Tribuners adalah platform jurnalisme warga. Untuk berkontribusi, anda bisa mengirimkan karya dalam bentuk berita, opini, esai, maupun kolom ke email: redaksi@tribunnews.com.
Konten menjadi tanggungjawab penulis dan tidak mewakili pandangan redaksi tribunnews.com.
Keamanan Cyber di Era Politik Baru
Presiden Indonesia perlu untuk waspada di tengah berbagai transisi dramatis yang terjadi di dunia, bukan hanya soal defisit atau kebijakan luar negeri
Editor: Malvyandie Haryadi
Meskipun begitu, ada beberapa area yang dapat ditangani untuk mengatasi tantangan-tantangan keamanan yang baru yang dapat dengan serius menggangu perkembangan ekonomi digital.
1) Dewan Penasehat Keamanan Cyber – Memperluas peran dan fungsi dari Komisi dalam Meningkatkan Keamanan Cyber Nasional pemerintah untuk mengikutsertakan lebih banyak lagi para profesional dan developer keamanan cyber untuk meningkatkan dan mempromosikan standar dan praktik terbaik terkait keamanan yang industry-specific.
Termasuk menyediakan panduan secara real-time mengenai bagaimana cara merespon isu-isu yang bergerak cepat atau isu-isu yang terkait langsung dengan konsumen, dan menciptakan akuntabilitas atas kegagalan untuk berjaga-jaga dengan layak terhadap serangan cyber.
Dalam dunia fisik,sebuah bisnis harus memenuhi standar tertentu, seperti peraturan mengenai bangunan atau inspeksi kesehatan, untuk membuka sebuah toko dan mulai berbisnis.

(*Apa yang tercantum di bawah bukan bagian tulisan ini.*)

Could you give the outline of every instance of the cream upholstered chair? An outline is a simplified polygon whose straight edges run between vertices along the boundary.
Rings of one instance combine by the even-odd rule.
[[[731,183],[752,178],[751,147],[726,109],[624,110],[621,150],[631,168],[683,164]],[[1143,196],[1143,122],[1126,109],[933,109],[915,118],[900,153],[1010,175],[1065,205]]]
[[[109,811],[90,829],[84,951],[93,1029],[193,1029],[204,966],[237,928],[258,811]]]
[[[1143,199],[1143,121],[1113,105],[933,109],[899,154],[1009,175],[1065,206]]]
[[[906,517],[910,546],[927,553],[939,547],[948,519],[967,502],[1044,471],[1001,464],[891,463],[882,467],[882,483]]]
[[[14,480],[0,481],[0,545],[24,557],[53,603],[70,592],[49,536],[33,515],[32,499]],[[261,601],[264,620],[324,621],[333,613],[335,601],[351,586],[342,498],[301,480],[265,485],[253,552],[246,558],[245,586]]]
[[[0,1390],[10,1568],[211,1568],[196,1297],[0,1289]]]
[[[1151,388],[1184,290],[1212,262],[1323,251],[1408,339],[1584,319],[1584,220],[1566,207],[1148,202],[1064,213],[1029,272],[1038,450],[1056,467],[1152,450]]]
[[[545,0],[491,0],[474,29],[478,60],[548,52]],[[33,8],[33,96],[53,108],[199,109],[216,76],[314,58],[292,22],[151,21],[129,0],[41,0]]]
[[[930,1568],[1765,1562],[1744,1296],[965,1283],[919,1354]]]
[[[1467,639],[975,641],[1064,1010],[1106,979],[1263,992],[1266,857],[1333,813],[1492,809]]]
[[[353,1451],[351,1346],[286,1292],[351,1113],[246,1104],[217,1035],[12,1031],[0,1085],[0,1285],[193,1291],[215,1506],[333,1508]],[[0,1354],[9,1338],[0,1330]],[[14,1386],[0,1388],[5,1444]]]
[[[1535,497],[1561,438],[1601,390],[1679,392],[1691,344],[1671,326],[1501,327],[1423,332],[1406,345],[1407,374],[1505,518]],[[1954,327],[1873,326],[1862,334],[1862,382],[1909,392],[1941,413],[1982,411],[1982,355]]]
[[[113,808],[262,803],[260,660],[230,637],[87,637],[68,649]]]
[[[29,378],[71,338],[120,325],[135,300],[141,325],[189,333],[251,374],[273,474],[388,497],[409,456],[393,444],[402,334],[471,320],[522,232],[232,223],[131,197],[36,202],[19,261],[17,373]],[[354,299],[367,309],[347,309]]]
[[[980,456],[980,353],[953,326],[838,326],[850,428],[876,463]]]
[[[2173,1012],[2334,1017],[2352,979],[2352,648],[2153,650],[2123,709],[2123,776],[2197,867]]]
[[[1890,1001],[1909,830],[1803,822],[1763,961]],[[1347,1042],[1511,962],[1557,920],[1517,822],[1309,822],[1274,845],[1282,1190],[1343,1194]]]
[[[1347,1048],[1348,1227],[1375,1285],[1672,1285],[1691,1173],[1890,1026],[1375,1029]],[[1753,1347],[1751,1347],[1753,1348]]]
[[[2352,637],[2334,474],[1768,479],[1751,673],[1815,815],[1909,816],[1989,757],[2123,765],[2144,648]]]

Untuk standar dan praktik terbaik, kerangka keamanan cyber NIST dan standar industri saat ini seperti PCI-DSS merupakan awal yang baik.
Akan tetapi perkembangan perangkat cerdas, jaringan IoT, perangkat terhubung, data besar, bangunan dan kota cerdas, dan infrastruktur kritis yang saling terhubung terus menerus mengubah lingkungan sosial dan keuangan kita secara dramatis.

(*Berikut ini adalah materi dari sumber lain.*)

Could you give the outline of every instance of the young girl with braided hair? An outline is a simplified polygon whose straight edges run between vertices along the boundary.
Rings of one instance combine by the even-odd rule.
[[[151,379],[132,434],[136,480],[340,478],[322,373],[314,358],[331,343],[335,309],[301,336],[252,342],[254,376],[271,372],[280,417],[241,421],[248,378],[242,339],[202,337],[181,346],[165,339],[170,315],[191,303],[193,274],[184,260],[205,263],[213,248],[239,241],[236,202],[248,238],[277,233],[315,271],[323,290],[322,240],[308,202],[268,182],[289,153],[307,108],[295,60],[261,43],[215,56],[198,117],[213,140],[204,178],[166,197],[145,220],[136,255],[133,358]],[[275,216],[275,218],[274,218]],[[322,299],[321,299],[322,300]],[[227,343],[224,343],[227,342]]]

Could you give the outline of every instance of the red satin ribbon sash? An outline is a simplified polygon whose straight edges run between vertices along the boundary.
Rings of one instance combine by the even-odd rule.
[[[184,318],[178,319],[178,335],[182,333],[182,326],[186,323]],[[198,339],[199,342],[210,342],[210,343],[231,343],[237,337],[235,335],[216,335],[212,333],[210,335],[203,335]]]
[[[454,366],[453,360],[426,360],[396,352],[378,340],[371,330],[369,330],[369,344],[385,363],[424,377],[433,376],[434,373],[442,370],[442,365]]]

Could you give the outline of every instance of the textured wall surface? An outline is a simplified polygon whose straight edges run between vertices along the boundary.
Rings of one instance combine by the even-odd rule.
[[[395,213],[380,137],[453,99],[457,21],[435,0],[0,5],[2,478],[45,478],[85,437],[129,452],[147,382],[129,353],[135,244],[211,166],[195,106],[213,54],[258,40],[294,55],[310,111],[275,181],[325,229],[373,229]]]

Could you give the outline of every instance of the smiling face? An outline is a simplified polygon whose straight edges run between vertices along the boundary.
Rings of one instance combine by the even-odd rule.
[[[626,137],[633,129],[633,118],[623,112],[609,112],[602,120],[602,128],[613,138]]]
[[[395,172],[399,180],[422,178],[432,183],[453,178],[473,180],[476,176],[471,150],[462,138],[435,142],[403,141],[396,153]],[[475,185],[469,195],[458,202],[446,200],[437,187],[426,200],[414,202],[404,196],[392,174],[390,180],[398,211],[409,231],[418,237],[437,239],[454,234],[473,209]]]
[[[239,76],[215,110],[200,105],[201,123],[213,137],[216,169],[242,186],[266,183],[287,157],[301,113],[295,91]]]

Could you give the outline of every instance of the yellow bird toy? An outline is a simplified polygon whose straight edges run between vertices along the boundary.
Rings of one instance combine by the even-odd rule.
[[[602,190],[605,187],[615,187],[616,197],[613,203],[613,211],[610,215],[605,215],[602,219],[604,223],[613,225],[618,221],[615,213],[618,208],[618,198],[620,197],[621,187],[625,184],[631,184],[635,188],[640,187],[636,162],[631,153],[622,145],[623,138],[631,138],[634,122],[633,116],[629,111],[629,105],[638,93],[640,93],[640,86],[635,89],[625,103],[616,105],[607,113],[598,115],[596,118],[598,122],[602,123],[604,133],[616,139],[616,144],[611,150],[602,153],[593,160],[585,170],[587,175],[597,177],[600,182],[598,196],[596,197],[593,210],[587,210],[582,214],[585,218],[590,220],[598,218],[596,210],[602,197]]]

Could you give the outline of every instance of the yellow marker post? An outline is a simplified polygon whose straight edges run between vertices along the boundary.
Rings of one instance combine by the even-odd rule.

Sejalan dengan ini, risiko yang menghadapi ekonomi digital kita yang berkembang pun semakin luas.
2) Melancarkan Berbagi Informasi – Respon kita terhadap ancaman yang berkembang ini tidak akan bisa cukup cepat tanpa pengetahuan baik mengenai ancaman tersebut.
Dan hal ini berarti diperlukan pembagian informasi antara organisasi bertanggungjawab terhadal infrastruktur kritikal kita.
Undang-undang Cybersecurity Act of 2015 menciptakan sebuah kerangka untuk pembagian informasi mengenai ancaman keamanan cyber dan tindakan defensif antara pihak-pihak sektor swasta dan antara sektor swasta dengan pemerintah, dan mendorong partisipasi sukarela pada badan informal seperti ISAO.
Akan tetapi organisasi-organisasi akan tetap membagikan sedikit dari intelijen yang diperlukan.
Terlalu banyak industri dan organisasi yang masih takut dalam berbagi informasi.
Kini saatnya untuk menciptakan badan pengatur yang dapat menentukan standar pembagian informasi untuk industri-industri penting, dan menuntut pemenuhan persyaratan audit dan sertifikasi.
3) Akuntabilitas – Risiko yang dibebankan pada konsumen dan ekonomi akibat keamanan cyber dimengerti dengan baik.